É imprescindível atentar-se aos detalhes: caso o empresário não compareça na audiência que foi solicitada pelo consumidor, sem apresentar justificativa para tanto, este terá seu crédito colocado para ser quitado ao final da fila, isto é, o pagamento acontecerá só após a quitação de todos os outros credores que estavam presentes na audiência de conciliação.
Com isso, sendo frutífera a conciliação entre o superendividado e os seus credores, a sentença judicial homologatória delineará o plano de pagamento da dívida e servirá como título executivo, de modo que, caso alguma das partes não cumpra com o combinado, o pactuado poderá ser cobrado judicialmente.
Porém, caso não haja acordo sobre qualquer dos débitos, o juiz, se assim desejar o consumidor, instaurará um processo para revisão, integração dos contratos e repactuação das dívidas, firmando, com isso, um plano judicial obrigatório.
Importante salientar, também, que a Lei determinou que o devedor que se utilizar de tal benefício apenas poderá solicitar novo plano de negociação das dívidas passados 02 (dois) anos do pagamento final das obrigações do plano anterior.
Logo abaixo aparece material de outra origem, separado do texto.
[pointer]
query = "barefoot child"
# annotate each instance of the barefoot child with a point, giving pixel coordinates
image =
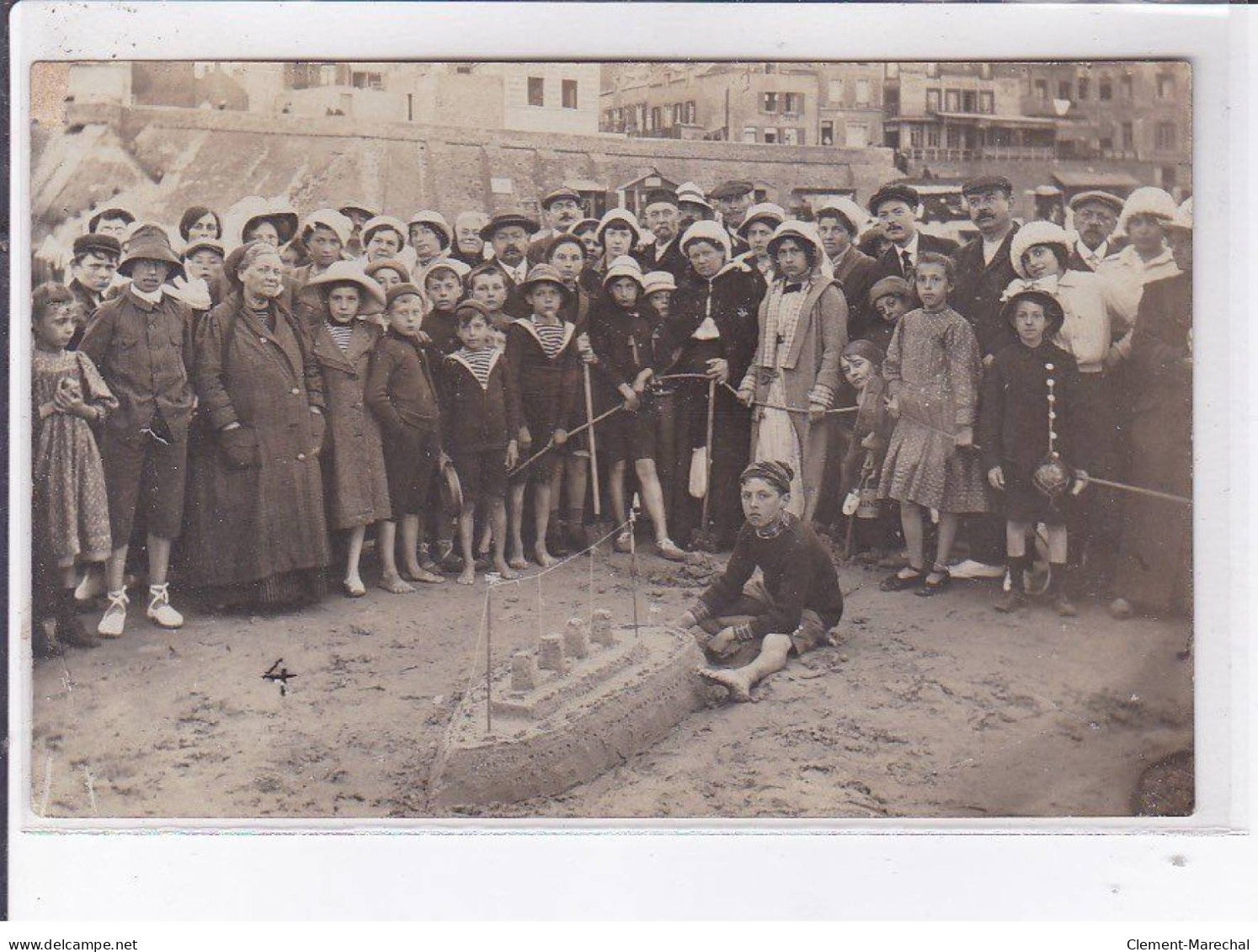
(71, 514)
(621, 340)
(355, 484)
(542, 366)
(932, 377)
(795, 606)
(1026, 417)
(479, 424)
(402, 396)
Desta forma, tal benefício deverá ser utilizado com responsabilidade e critério.
Podemos concluir que há grandes expectativas com a entrada em vigor da Lei do Superendividamento, uma vez que os incentivos à educação financeira e ao gasto consciente proporcionam, sem dúvida, tanto benefícios para o consumidor, que terá a oportunidade de renegociar seu débito e garantir o seu mínimo existencial, como para os empresários, que irão receber seus créditos sem perder potenciais clientes, reestabelecendo, com isso, o reequilíbrio do mercado financeiro e econômico.
Este material foi elaborado para fins de informação e debate e não deve ser considerado uma opinião legal para qualquer operação ou negócio específico.